Sunday, April 12, 2015

Love Stuff | Elle King


★★★☆☆

Teenagers today are enamored of the iconic imagery of the past. "I wish I was a teen in 1950s," they tweet, without a thought given to the regression of social issues and civil rights. However, singer-songwriter Elle King is truly trapped in the wrong generation. At a time when hip-hop and synthpop have taken center stage, 25-year-old King has turned back the clock by channeling the likes of Joan Jett & the Blackhearts and Johnny Cash on her debut album, Love Stuff.
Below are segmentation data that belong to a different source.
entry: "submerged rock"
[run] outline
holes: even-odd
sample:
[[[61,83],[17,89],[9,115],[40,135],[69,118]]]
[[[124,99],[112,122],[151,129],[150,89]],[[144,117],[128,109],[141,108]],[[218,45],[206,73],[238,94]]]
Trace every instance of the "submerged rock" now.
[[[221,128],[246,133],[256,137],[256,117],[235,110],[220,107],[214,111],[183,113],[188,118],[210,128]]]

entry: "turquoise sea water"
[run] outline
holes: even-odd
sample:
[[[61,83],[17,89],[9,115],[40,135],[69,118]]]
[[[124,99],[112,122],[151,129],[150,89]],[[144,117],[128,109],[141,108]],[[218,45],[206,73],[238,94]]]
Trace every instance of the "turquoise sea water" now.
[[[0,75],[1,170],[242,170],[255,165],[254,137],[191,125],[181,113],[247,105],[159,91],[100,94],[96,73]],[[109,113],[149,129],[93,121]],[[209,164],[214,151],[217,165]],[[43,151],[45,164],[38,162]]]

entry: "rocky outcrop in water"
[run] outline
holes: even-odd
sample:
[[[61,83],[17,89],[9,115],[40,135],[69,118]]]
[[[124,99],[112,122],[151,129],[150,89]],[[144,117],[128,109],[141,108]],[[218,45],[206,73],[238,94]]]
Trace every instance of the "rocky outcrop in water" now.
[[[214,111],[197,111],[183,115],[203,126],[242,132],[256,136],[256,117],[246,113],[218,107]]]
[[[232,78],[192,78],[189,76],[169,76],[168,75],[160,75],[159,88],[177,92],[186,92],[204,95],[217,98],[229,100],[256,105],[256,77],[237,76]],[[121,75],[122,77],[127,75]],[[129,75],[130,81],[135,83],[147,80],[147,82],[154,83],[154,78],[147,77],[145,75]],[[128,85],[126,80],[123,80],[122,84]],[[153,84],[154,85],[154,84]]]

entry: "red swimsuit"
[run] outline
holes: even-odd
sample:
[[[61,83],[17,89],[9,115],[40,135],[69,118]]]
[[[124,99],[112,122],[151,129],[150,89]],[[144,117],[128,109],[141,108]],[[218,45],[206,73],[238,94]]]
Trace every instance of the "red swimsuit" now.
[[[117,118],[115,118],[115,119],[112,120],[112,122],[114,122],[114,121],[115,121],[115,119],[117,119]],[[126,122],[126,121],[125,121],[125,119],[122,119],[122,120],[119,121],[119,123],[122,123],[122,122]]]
Breakthrough single "Ex's and Oh's" is the quintessential Elle King track, filled with rough-edged vocals, badass attitude, and nostalgia-soaked '80s rock influences. More often than not, she marries classic rock and country for products that bleed red, white, and blue. The foot-stomping "Where the Devil Don't Go" opens the album with rugged production and a sing-along A-B-A-B lyric pattern, and "Last Damn Night" could be blended into classic rock radio rotation without the bat of an eye.

With the grit of Janis Joplin and the grace of Amy Winehouse, King is equipped with a unique set of pipes. She is able to rip into her most intimidating songs without fear, but she can also push the attitude away to reveal a lighter spark to her tone. Her smooth vocal tone, talents as a banjoist, and country tendencies take authority in tracks that are stripped of the hard rock finishing, such as "Kocaine Karolina," "Ain't Gonna Drown," and "Make You Smile."

Elle King borrows from a long list of influences to paint a unique self-portrait of a bold American woman on this debut. As those inattentive teenagers continue to post their admiration for Marilyn Monroe and malt shops on social media sites, King takes matters into her own hands and actualizes her classic rock dreams. Her heart may belong in the heyday of rock and country, but she makes a fine twenty-first century rocker.

Love Stuff is available now under RCA Records.